Un groupe de hackers marocains menace Pedro Sánchez
Elles constituent un véritable casse-tête pour les autorités marocaines. Le groupe de les pirates Jabaroot a mis en échec à plusieurs reprises la Direction générale de la sécurité du territoire (DGST), le tout-puissant service de renseignement marocain. Et après avoir divulgué lundi les données de 70 000 agents d’espionnage alaouites présumés, ils tournent désormais leur attention vers notre président du gouvernement.

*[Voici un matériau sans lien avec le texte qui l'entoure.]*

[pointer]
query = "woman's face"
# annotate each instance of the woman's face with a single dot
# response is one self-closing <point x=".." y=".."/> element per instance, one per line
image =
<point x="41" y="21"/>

« Qui est intéressé par les données originales de Pegasus liées à Pedro Sánchez ? » ont-ils demandé via leur nouvelle chaîne d'information. Télégramme. Le précédent avait été capturé il y a quelques jours, après avoir menacé de publier les données des renseignements marocains. Une menace qu'ils ont mise à exécution après que les autorités de Rabat n'ont pas répondu à leurs demandes : excuses officielles pour le drame qui a fait plus d'une centaine de morts à Ceuta et la suspension des élections législatives du 23 septembre, entre autres.
Après la méga fuite de ce lundi, qui, si elle se confirmait, constituerait la plus grande faille de sécurité connue à la DGST, le les pirates de Jabaroot cible désormais Pedro Sánchez. Et ils le font en soulignant l'infiltration du téléphone portable du président à travers le logiciel Pegasus, le programme d'espionnage israélien utilisé par les renseignements marocains.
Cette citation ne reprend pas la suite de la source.